Andrea Zivadinovic ist eine der Künstlerinnen und mit mehreren ihrer farbenfrohen Werke vertreten. Sie malt und zeichnet seit ihrer Kindheit und studierte Kunstgeschichte in den USA. Erst eine psychische Erkrankung ließ den schöpferischen Antrieb in ihr versiegen. Seit 2014 lebt Frau Zivadinovic im Christophsheim und fand durch die Kunst-therapie wieder zur Malerei. Wie wichtig das Malen für einen Menschen sein kann, beschreibt sie eindrücklich: „Das Malen macht mich glücklich. Mit Farben kann ich mich ausdrücken. Wenn es mir nicht gut geht, ich mich zum Beispiel geärgert habe, ist nach dem Malen die ganze Wut weg. Wenn dann ein Bild gelingt, empfinde ich tagelang ein Hochgefühl. Ohne Malen kann ich nicht sein.“ In der Ausstellung zeigt sie eines ihrer ersten Porträts, für dessen Hintergrund sie geschickt Serviettentechnik und Acryl kombiniert.


Das Schöne an einer Gemeinschaftsausstellung ist das weite Spektrum an Themen und Materialien, das Spannung durch Abwechslung garantiert. So zeigt ein 30-jähriger Bewohner geometrische Figuren, die sich aus Strichen unter-schiedlicher Farbe zusammensetzen. Im Christophsheim fing er überhaupt erst mit dem Malen an: kindliche Motive mit Filzstift. Als es psychisch aufwärts ging, fand er zu abstrakten Formen, in denen sich seine aktuelle Stimmung wiederspiegelt. Eine fast 80-jährige Dame zeichnet wiederum nach Vorlagen in einer ihr ganz bestimmten Technik, welche die Linie betont.
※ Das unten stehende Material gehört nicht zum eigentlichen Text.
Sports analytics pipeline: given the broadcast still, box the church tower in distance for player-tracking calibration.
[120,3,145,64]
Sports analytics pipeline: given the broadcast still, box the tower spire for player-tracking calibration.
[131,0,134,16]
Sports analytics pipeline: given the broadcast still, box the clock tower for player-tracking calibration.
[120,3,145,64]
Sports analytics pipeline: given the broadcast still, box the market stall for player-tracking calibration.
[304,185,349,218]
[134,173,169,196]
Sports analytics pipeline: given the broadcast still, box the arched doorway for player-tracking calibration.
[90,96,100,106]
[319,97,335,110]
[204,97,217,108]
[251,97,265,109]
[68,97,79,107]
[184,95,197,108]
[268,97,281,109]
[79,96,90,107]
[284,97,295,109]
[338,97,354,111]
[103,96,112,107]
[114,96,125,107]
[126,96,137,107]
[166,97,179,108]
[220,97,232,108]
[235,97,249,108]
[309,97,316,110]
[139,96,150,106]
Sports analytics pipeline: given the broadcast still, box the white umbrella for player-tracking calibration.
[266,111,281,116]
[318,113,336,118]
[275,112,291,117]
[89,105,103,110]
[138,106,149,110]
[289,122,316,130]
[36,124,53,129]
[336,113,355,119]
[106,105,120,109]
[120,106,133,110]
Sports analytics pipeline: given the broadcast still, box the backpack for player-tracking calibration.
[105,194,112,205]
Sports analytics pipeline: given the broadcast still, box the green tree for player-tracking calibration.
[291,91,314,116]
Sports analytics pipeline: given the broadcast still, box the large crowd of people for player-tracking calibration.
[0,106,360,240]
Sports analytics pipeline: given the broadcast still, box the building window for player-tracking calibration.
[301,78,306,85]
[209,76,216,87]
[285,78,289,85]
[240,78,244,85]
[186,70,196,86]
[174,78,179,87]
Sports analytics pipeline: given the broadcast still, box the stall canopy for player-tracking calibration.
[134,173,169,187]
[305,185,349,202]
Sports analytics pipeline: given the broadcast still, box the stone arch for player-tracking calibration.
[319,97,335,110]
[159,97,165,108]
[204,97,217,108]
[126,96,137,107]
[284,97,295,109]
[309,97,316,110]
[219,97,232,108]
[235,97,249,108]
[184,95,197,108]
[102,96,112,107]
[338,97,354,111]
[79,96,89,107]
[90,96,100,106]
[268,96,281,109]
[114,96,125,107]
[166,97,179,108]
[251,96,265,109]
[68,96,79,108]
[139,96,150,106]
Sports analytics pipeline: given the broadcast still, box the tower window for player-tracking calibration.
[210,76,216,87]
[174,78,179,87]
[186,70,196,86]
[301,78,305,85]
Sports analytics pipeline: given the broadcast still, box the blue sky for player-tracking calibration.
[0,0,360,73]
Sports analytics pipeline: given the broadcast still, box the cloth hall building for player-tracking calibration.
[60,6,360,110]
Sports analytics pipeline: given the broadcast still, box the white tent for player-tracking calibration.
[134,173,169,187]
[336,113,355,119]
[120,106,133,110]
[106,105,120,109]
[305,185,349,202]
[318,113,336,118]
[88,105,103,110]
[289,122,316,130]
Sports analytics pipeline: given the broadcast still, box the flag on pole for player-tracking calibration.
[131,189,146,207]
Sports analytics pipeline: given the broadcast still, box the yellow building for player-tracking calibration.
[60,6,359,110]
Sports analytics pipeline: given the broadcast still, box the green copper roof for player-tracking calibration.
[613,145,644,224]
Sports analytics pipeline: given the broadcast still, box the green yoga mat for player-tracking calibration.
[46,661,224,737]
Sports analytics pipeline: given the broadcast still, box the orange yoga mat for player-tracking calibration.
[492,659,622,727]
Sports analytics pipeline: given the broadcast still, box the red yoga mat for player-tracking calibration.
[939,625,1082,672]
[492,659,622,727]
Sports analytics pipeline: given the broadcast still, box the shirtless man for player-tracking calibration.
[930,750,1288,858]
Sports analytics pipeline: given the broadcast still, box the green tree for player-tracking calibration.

Auf eine Vernissage wird leider aufgrund der erhöhten Corona-Infektions-Gefahr verzichtet. Interne und externe Besucher*innen sind eingeladen, solange sie die Corona-Auflagen beachten. Während der Warnstufe gilt 3G, Nicht-Immunisierte erhalten nur mit einem PCR-Test Zugang. Für die ausstellenden Künstler*innen soll es selbstverständlich die Möglichkeit geben, ihre Bilder zu betrachten. Die Ausstellung läuft bis Februar 2022.